The first 15‑hour, 3,000‑mile roundtrip to the Japa­nese capital of Tokyo occurred on Novem­ber 7, 1944—a B‑29 (F‑13) recon­nais­sance intruder at 32,000 feet, the first Amer­ican air­craft over Tokyo since the Doo­little Raid thirty-one months before. On Novem­ber 24 XXI Bomber Com­mand, led by Maj. Gen. Curtis LeMay, sent the real thing: 111 B‑29s from Guam, which tar­geted an air­craft fac­tory, port facili­ties, and urban-indus­trial areas. Damage was minor but the primary B‑29 mis­sion had begun: destroy Japan’s indus­trial capa­city to con­tinue the war. Only later, following a large-scale test of an in­cen­diary bombing raid on Tokyo on Febru­ary 25, 1945, did the mission shift to destroying Japa­nese popu­la­tion centers.

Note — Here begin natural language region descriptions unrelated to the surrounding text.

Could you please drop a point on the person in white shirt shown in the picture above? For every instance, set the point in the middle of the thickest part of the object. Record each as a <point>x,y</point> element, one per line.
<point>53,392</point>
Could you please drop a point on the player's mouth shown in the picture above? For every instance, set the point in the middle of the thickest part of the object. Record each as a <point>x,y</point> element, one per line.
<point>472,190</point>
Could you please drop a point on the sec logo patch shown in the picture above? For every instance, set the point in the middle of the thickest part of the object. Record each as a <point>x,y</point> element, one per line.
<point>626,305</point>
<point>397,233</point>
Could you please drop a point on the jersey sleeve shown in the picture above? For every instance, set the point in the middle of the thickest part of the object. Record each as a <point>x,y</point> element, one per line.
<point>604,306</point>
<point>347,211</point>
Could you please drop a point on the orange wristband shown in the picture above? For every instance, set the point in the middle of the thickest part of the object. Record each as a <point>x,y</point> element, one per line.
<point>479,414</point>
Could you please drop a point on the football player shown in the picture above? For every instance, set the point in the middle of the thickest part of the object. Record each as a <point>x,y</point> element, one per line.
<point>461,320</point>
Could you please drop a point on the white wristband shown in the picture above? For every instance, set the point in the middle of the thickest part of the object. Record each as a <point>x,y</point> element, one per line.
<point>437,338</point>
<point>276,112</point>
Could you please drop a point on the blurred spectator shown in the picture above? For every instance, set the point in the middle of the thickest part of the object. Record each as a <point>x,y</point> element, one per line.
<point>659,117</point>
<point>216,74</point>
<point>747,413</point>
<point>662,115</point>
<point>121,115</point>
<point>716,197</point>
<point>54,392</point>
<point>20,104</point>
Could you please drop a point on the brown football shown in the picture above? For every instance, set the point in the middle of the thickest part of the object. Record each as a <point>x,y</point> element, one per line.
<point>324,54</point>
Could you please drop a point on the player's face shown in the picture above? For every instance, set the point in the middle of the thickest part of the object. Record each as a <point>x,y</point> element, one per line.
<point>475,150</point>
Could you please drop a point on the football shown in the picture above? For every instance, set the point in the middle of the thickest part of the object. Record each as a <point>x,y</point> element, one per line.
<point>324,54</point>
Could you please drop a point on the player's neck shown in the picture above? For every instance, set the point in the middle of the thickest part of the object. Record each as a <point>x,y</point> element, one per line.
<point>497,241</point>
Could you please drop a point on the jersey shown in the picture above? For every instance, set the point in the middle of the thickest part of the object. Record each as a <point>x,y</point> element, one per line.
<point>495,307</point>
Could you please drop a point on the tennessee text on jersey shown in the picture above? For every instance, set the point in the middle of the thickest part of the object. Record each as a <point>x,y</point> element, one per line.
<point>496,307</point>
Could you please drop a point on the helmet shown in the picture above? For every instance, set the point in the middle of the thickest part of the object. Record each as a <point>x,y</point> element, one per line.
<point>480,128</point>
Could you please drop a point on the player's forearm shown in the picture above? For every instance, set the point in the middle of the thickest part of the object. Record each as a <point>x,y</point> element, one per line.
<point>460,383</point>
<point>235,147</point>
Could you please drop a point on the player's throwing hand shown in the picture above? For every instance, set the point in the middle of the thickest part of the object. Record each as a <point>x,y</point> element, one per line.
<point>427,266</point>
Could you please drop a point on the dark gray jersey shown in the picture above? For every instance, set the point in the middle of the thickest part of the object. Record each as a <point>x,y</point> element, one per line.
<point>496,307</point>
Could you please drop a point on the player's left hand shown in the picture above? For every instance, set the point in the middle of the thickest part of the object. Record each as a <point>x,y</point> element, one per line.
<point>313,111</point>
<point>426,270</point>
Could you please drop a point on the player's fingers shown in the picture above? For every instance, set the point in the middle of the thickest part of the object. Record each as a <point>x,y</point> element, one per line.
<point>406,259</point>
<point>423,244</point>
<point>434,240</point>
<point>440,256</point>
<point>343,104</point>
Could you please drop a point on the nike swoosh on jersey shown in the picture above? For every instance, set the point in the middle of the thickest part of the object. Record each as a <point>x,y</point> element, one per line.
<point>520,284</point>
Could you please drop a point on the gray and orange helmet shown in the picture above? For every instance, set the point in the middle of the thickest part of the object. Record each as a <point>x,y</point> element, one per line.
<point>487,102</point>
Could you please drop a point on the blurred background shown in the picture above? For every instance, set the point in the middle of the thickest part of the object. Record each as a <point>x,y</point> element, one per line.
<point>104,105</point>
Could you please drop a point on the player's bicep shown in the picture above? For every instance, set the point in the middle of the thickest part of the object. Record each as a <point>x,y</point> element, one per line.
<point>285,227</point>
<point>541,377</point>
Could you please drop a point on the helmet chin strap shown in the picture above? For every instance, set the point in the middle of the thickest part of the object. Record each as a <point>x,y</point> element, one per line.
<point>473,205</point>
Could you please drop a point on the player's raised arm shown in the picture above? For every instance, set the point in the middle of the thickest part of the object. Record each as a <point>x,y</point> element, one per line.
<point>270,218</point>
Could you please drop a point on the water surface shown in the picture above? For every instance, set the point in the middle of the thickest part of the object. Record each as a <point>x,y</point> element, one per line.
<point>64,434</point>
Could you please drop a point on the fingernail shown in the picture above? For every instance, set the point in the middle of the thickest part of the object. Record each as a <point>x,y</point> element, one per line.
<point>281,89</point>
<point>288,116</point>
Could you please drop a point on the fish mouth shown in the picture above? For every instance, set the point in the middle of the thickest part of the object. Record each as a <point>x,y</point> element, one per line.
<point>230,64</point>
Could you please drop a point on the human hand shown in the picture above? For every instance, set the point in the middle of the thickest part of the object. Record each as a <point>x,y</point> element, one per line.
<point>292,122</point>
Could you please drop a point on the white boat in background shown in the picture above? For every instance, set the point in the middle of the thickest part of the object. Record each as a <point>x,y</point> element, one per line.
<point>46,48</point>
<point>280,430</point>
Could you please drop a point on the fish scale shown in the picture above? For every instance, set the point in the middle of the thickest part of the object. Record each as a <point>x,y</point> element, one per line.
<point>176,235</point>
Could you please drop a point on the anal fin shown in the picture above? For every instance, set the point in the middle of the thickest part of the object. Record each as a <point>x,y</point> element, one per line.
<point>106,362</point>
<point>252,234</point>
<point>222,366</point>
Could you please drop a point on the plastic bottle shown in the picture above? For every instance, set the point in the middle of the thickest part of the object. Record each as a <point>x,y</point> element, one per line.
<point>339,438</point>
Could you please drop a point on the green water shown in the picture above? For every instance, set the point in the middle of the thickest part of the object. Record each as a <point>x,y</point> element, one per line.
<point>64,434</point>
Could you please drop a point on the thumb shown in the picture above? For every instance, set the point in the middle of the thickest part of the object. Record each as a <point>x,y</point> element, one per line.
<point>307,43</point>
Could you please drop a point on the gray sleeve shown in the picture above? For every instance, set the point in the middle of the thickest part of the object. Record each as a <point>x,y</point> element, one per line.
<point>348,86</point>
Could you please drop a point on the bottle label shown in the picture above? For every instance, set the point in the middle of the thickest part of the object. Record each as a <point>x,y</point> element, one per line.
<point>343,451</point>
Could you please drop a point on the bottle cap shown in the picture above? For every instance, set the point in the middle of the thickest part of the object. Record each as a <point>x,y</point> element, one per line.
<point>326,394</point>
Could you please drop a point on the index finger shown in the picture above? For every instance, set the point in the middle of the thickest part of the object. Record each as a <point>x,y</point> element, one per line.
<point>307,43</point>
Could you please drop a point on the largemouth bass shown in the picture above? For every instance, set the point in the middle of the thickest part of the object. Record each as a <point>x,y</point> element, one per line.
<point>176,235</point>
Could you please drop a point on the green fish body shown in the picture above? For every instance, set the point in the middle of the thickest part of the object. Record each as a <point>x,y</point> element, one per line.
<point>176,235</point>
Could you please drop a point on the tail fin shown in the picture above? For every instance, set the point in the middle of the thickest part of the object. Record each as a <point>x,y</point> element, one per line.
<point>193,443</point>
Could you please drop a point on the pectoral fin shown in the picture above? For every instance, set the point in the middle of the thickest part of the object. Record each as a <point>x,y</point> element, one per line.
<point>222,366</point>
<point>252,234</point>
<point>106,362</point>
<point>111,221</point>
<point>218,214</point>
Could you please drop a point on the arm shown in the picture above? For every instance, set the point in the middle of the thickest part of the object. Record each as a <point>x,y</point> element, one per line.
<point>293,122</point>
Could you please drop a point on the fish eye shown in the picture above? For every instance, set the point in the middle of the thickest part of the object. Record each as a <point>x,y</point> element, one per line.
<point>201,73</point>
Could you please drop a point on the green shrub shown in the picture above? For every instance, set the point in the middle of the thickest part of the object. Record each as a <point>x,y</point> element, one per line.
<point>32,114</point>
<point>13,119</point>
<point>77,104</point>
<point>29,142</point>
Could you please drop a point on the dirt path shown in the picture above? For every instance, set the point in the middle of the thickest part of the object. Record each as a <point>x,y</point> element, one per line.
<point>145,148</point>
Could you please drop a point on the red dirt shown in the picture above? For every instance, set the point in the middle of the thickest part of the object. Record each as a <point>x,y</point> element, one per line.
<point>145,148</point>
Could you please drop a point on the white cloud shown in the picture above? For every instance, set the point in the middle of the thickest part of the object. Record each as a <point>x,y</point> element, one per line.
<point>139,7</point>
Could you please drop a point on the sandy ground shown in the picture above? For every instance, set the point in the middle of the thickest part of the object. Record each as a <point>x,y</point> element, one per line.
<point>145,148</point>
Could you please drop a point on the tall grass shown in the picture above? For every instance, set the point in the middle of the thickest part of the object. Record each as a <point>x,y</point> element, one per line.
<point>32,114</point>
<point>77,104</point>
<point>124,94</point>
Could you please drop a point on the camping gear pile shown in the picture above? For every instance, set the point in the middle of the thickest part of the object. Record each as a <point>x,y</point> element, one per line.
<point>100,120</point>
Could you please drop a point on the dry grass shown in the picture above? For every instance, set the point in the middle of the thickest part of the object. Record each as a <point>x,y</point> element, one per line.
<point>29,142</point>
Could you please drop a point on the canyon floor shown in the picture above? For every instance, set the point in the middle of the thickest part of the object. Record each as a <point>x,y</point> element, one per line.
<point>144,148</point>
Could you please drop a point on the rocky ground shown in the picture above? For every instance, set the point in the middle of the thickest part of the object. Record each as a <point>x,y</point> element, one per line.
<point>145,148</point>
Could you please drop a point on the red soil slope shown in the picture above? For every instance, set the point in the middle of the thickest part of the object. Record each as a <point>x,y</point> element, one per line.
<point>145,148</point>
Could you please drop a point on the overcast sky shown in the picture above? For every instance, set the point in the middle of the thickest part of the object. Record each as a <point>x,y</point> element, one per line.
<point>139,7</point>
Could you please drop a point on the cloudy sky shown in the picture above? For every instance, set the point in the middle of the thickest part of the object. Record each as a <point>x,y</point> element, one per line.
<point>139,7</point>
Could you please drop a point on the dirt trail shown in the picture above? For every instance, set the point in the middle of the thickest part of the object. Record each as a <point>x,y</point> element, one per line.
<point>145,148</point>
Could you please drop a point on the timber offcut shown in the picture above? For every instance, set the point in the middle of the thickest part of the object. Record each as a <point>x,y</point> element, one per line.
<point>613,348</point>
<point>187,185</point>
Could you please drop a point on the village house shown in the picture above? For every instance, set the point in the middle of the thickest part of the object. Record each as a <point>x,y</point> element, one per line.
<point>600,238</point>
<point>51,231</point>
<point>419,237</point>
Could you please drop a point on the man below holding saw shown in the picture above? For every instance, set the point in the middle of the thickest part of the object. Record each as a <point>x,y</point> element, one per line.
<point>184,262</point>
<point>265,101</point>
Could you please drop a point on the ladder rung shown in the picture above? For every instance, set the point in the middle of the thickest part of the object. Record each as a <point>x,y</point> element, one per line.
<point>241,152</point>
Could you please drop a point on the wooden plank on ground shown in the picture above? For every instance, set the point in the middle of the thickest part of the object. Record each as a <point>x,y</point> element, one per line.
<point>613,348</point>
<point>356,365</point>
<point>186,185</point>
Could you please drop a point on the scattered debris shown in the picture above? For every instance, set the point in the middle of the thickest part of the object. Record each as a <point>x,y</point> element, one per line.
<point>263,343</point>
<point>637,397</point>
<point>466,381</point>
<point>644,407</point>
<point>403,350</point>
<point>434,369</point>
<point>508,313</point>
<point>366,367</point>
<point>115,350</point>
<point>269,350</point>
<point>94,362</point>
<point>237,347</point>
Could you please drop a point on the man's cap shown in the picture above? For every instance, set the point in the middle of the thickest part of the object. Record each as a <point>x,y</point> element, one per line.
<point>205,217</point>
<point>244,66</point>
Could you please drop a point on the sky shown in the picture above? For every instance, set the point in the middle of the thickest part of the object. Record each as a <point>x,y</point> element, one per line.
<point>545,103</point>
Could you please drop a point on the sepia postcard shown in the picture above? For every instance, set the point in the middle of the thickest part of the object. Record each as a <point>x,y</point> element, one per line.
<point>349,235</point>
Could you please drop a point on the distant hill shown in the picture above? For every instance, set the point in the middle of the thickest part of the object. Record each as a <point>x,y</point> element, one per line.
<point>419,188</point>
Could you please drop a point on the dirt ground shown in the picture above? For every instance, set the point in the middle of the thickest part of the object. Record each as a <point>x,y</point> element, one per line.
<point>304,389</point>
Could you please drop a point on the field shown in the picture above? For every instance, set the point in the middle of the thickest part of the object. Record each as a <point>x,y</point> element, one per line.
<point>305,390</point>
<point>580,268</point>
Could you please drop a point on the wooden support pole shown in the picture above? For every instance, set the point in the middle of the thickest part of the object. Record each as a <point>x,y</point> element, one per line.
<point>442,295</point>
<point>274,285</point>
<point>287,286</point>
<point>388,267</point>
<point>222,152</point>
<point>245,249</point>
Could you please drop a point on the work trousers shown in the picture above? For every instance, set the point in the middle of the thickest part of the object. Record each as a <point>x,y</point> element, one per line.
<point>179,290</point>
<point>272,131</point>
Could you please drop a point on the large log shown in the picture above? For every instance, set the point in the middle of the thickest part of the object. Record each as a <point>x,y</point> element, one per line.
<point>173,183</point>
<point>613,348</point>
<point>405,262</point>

By war’s end, 50 per­cent of Tokyo’s urban area had been destroyed by fire and over three million residents left homeless.

Other Japanese cities suffered to a greater degree: Toyama, a center for alumi­num, ball-bearing, and special steel pro­duc­tion, was 99.5 per­cent destroyed on the night of August 1/2, 1945, when 173 B‑29s dropped in­cen­diary bombs on the city; Kofu, was 77 per­cent destroyed; Hitachi, 72 per­cent; Oka­yama, Nara, and Tsu, 69 per­cent; Shizuoka, 66 per­cent; Kago­shima, 63 per­cent; Yoko­hama, 58 per­cent; and Kobe, 55 per­cent. The attack on these and 57 other major Japa­nese cities caused as many as a half-million deaths, while dis­placing as many as five mil­lion people. LeMay’s air force dropped mil­lions of leaf­lets over Japan warning its citizens “in accor­dance with Amer­ica’s humani­tarian policies” to evacuate their homes and businesses and save their lives.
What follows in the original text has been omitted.